Die Blume des Bösen
Frankreich 2003, Laufzeit: 104 Min., FSK 12
Regie: Claude Chabrol
Darsteller: Nathalie Baye, Benoît Magimel, Suzanne Flon, Bernard Le Coq, Mélanie Doutey, Thomas Chabrol, Caroline Baehr, Henri Attal, Didier Bénureau, Françoise Bertin, Yvon Crenn, Michèle Dascain, Francois Maistre, Juliette Meyniac, Dominique Pivain
Eine Familie und ihr Geheimnis: Chabrol seziert auch in seinem neuen Film die unter der glatten, hübschen Oberfläche verborgenen Makel der Bourgeoisie die wörtlich zu nehmenden Leichen im Keller.Eine Familie aus höheren Kreisen droht an der Vergangenheit zu zerbrechen Die Familie Charpin-Vasseur ist auf merkwürdige Weise ineinander verflochten: Da sind Anne, die für ein Amt in der Stadtverwaltung kandidiert und ihr Ehemann Gérard, ein angesehener Apotheker, der dieser Position konträr entgegensteht. Eine Art Zentrum der Familie ist Tante Line, die in ein finsteres Geheimnis um ihren verstorbenen Ehemann verstrickt ist. Im Familiensitz in Bordeaux lebt auch Michèle, Annes Tochter aus erster Ehe. Zu Filmbeginn kommt Gérards Sohn François aus den USA zurück, der seinerzeit wegen seiner Liebe zur Halbschwester Michèle weggegangen ist. Doch Michèles Liebe zum Stiefbruder hat sich bis heute bewahrt. Claude Chabrol erzählt die Geschichte dieser drei Generationen in streng statuarischen Bildern und es kommt ihm wie in seinen früheren Filmen auf das Familiengeflecht an, auf das, was unauslöschlich eingeprägt und eingegerbt ist: es gab in der Vergangenheit der Familie einen Kollaborateur, der jetzt zu Annes Wahlkampf plötzlich wie der Phönix aus der Asche als Gegenargument ihrer Wahl ans Licht gezogen wird. Wer steckt dahinter? Das Geheimnis ist wieder eine der perfiden Chabrolschen Boshaftigkeiten. Immer geht es in der bourgeoisen Gesellschaft bei Chabrol zugleich böse und charmant zu. Da werden kleine Spitzen auf die Lebensart verteilt und wenn die Wahlkandidaten ihre Besuche bei den kleinen Leuten in den Sozialwohnungen machen, wird das Verlogene am Wahlkampf gnadenlos demaskiert.
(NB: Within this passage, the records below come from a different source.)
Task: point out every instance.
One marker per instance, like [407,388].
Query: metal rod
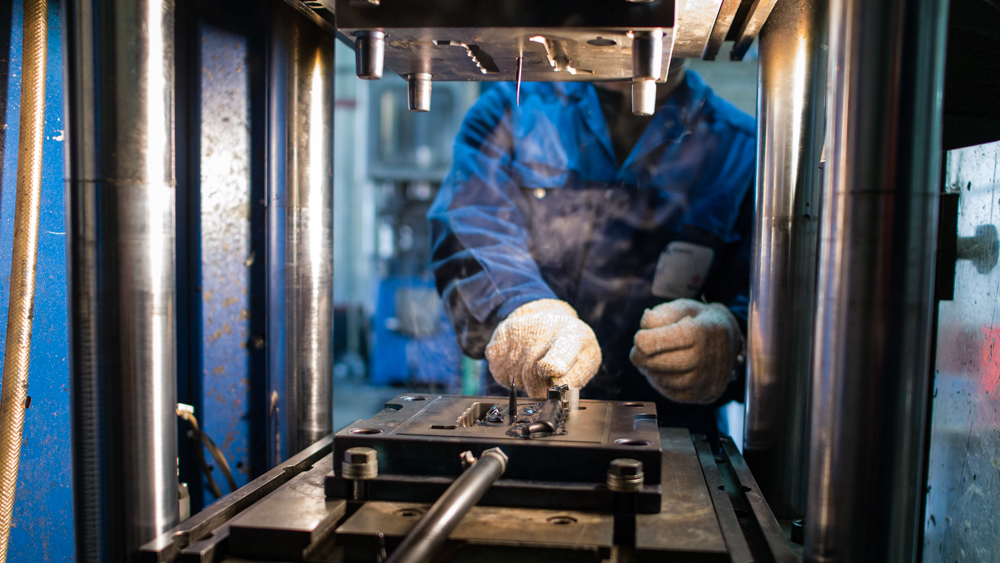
[432,531]
[300,225]
[874,295]
[790,130]
[24,261]
[121,193]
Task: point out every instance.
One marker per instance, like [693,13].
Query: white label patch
[681,270]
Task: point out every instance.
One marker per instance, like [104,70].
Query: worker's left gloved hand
[688,349]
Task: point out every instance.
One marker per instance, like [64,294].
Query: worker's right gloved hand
[543,343]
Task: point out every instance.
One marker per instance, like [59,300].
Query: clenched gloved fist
[687,349]
[543,343]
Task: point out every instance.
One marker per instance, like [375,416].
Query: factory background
[390,331]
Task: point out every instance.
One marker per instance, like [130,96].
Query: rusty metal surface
[284,525]
[686,522]
[226,254]
[695,21]
[963,487]
[723,22]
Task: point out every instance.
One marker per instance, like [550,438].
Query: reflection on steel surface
[300,227]
[871,363]
[121,185]
[782,294]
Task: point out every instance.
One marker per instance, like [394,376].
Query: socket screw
[625,476]
[360,463]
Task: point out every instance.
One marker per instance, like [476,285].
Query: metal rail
[430,533]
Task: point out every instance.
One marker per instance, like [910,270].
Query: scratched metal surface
[43,511]
[964,474]
[225,246]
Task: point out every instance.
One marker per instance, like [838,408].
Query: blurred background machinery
[237,77]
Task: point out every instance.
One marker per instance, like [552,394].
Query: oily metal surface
[286,523]
[487,524]
[686,521]
[595,54]
[203,525]
[695,21]
[408,446]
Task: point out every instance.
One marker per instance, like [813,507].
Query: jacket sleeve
[479,237]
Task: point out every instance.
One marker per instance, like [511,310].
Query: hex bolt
[418,91]
[647,66]
[359,465]
[625,479]
[369,53]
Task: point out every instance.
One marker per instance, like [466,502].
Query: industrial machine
[462,478]
[854,248]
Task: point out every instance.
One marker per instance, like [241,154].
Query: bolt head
[360,456]
[626,467]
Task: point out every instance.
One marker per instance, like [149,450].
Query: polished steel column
[791,88]
[879,226]
[300,229]
[120,204]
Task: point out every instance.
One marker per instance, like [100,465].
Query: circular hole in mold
[631,442]
[561,520]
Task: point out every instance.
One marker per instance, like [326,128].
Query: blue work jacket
[537,206]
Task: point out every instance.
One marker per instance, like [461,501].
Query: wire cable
[14,399]
[188,415]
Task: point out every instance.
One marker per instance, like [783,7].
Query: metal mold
[419,443]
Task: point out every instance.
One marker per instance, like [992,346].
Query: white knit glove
[687,350]
[543,343]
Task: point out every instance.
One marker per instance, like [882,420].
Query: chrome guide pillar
[300,228]
[120,195]
[877,256]
[791,87]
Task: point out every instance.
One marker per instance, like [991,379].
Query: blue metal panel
[43,516]
[225,246]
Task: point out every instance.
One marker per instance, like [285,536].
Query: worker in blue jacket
[575,243]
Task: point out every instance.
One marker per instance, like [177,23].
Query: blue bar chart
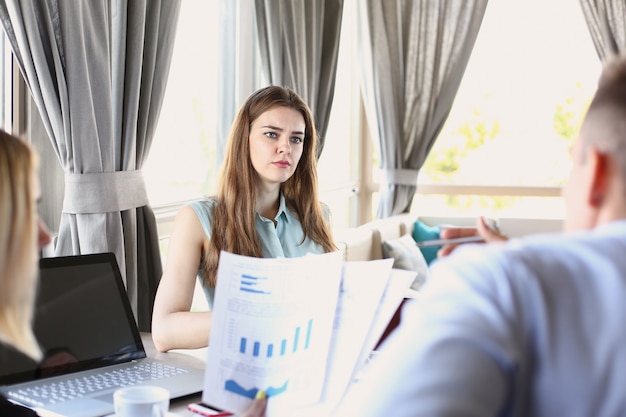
[299,340]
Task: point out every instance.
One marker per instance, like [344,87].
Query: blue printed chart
[281,348]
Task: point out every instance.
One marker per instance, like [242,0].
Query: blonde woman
[21,235]
[267,206]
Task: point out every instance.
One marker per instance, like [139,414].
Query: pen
[441,242]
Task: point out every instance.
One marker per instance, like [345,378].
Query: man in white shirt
[527,327]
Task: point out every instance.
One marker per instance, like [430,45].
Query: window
[182,163]
[532,73]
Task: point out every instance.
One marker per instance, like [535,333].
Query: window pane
[182,161]
[525,90]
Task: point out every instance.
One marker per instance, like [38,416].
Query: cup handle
[157,411]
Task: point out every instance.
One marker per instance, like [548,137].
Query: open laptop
[85,325]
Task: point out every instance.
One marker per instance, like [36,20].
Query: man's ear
[599,165]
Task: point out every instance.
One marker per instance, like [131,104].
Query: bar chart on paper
[299,339]
[272,328]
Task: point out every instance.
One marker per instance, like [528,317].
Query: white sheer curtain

Vielleicht ist der Mechanismus dieser Filmstory bisweilen allzu deutlich zu erkennen, da Chabrol sich nicht bemüht, ihn zuzudecken. Er möchte, dass wir dieser Maschinerie ganz und gar folgen mit der ganz nüchternen Distanz zum Geschehen, zu dem Mord in der Vergangenheit und dem in der Gegenwart, denn die Familiengebilde sind wie immer durchschaubare, geheimnisvolle Konstrukte, deren schöner Schein immer hohler wird. Die Oberfläche ist hier so bewusst glatt, dass es da gar nichts mehr zu durchdringen gibt, die Maskerade ist ebenso perfekt wie deutlich.